Existence needs no context. Appropriateness needs context.
This difference is why the pipeline separates the two stages.
The Cost Structure of Filtering
Filtering is more expensive than verification. But how expensive depends on the representation.
Filtering in a natural language pipeline: Relevance judgment – LLM inference or embedding similarity computation. Trustworthiness judgment – LLM extracts source information from text and evaluates. Recency judgment – LLM extracts time information from text and compares. All reasoning. All expensive.
Filtering in a structured representation: Relevance judgment – entity/property field matching + context-based judgment. Trustworthiness judgment – confidence field comparison. Source field matching. Recency judgment – time field sorting. Range comparison. Trustworthiness and recency are field operations. Only relevance requires judgment.
In other words, structuring converts two of the three filtering criteria into mechanical operations. What remains is relevance alone. Even relevance narrows from “is this blob of text similar to the question” to “is this entity’s this property relevant to the question,” making the judgment clearer.
The total cost of filtering drops significantly.
What Happens Without Filtering
If you verify but put everything into the context without filtering.
All 1,000 valid pieces of information go in. Of those, only 30 are needed right now.
The LLM reads all 1,000. Reading costs money. 970 unnecessary pieces of information scatter attention. Research shows that more irrelevant information in the context increases the likelihood of hallucination. Reasoning quality on the 30 that actually matter degrades.
The window is also wasted. Out of the space 1,000 items occupy, 970 items’ worth is waste. That space could have held other, more relevant information.
Filtering is about managing a finite window finitely. If verification confirms “does it qualify to enter,” filtering judges “does it have a reason to enter.”
Qualification is a matter of format. Reason is a matter of context. Both are necessary.
Filtering Is Policy
One more important point.
The criteria for filtering are not fixed. They vary with context.
Filtering for a medical consultation agent: Trustworthiness threshold is high. Exclude confidence below 0.9. Recency standard is strict. Exclude medical information older than 3 years. Exclude sources that are not peer-reviewed journals.
Filtering for a casual conversation agent: Trustworthiness threshold is low. Approximate information is acceptable. Recency standard is flexible. Older information may be included depending on context. Source constraints are loose.
The same information passes in one agent and is rejected in another. The information has not changed.

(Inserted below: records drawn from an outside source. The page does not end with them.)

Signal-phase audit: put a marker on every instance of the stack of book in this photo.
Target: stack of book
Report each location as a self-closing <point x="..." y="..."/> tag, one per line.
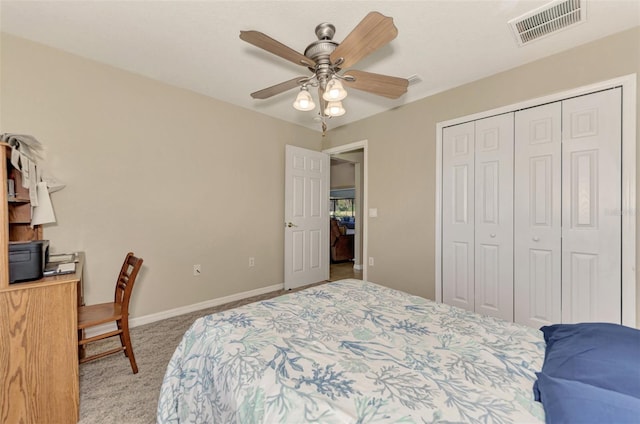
<point x="61" y="264"/>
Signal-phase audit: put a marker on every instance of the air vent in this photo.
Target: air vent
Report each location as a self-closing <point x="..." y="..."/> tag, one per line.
<point x="548" y="19"/>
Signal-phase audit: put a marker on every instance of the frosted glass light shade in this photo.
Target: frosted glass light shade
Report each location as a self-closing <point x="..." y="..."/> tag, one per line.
<point x="304" y="101"/>
<point x="334" y="91"/>
<point x="334" y="109"/>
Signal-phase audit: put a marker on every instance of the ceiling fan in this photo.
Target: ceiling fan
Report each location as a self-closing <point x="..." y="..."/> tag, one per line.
<point x="326" y="59"/>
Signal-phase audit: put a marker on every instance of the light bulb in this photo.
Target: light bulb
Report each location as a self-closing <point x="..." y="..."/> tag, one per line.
<point x="334" y="91"/>
<point x="334" y="109"/>
<point x="304" y="101"/>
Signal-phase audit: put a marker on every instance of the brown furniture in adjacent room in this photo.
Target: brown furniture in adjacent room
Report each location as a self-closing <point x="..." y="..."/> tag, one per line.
<point x="341" y="244"/>
<point x="116" y="311"/>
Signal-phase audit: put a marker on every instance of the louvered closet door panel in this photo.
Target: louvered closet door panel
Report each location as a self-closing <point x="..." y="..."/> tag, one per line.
<point x="591" y="205"/>
<point x="458" y="216"/>
<point x="494" y="216"/>
<point x="537" y="230"/>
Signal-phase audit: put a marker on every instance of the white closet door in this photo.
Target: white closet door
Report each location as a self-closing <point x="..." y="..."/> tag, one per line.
<point x="537" y="242"/>
<point x="457" y="213"/>
<point x="591" y="205"/>
<point x="494" y="216"/>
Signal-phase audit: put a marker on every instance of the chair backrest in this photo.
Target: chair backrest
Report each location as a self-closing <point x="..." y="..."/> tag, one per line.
<point x="126" y="279"/>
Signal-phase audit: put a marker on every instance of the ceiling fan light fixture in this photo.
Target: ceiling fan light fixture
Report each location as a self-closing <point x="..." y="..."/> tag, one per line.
<point x="334" y="91"/>
<point x="334" y="109"/>
<point x="304" y="101"/>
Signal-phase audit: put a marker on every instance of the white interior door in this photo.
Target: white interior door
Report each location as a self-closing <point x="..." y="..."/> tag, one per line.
<point x="306" y="229"/>
<point x="591" y="208"/>
<point x="537" y="243"/>
<point x="458" y="215"/>
<point x="493" y="289"/>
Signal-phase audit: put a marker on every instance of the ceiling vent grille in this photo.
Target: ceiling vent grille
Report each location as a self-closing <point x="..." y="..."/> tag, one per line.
<point x="548" y="19"/>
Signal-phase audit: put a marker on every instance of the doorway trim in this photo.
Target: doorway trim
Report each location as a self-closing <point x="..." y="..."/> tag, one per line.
<point x="346" y="148"/>
<point x="628" y="212"/>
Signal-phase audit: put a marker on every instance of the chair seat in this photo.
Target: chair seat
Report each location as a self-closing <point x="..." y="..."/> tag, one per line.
<point x="101" y="313"/>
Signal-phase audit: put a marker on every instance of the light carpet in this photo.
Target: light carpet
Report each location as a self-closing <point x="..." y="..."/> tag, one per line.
<point x="111" y="394"/>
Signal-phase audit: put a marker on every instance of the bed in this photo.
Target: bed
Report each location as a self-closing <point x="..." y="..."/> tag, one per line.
<point x="352" y="352"/>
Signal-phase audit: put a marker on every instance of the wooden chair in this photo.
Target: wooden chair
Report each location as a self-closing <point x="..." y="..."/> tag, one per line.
<point x="116" y="311"/>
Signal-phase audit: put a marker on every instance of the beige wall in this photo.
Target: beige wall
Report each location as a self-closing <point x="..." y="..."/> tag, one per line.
<point x="177" y="177"/>
<point x="402" y="150"/>
<point x="181" y="179"/>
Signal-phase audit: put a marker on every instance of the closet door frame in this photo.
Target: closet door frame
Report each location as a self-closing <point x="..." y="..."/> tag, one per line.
<point x="628" y="85"/>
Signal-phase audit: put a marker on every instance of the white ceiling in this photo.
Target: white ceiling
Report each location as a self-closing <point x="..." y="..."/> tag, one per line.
<point x="195" y="44"/>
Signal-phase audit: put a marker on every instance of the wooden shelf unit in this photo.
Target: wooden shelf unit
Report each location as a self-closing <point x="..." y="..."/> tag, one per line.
<point x="39" y="376"/>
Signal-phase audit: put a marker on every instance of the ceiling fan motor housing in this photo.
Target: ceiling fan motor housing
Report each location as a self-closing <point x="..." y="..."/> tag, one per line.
<point x="320" y="51"/>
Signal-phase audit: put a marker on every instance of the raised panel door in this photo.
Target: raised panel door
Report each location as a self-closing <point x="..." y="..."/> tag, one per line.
<point x="494" y="216"/>
<point x="458" y="215"/>
<point x="591" y="208"/>
<point x="537" y="241"/>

The policy is different.
This means filtering is not merely a technical problem but a design problem. “What goes into the context” is the same question as “what standards do we want this agent to operate by.”
In a structured representation, this policy is expressed declaratively. “confidence >= 0.9, time >= 2022, source_type = peer-reviewed.” One query line.
In natural language, this policy is written as natural language in a prompt. “Please only refer to trustworthy recent information.” Whether the LLM follows this consistently is a matter of probability.
Summary
Not all information that passes verification is needed. A finite context window should contain only what is needed for the current inference.
Filtering judges three things. Relevance – is this information needed for the current question? Trustworthiness – can this information be believed? Recency – is this information sufficiently current?
Verification and filtering ask different questions. Verification asks “is it valid?”; filtering asks “is it needed?” Verification is possible without context; filtering requires context. Verification comes first; filtering comes after.
In a structured representation, two of filtering’s three criteria – trustworthiness and recency – are converted to field operations. What remains is relevance alone, and even that becomes clearer through structural field matching.
Filtering is policy. The same information is included or excluded depending on context. In a structured representation, this policy is declared as a query. In natural language, this policy is written in the prompt as a hope.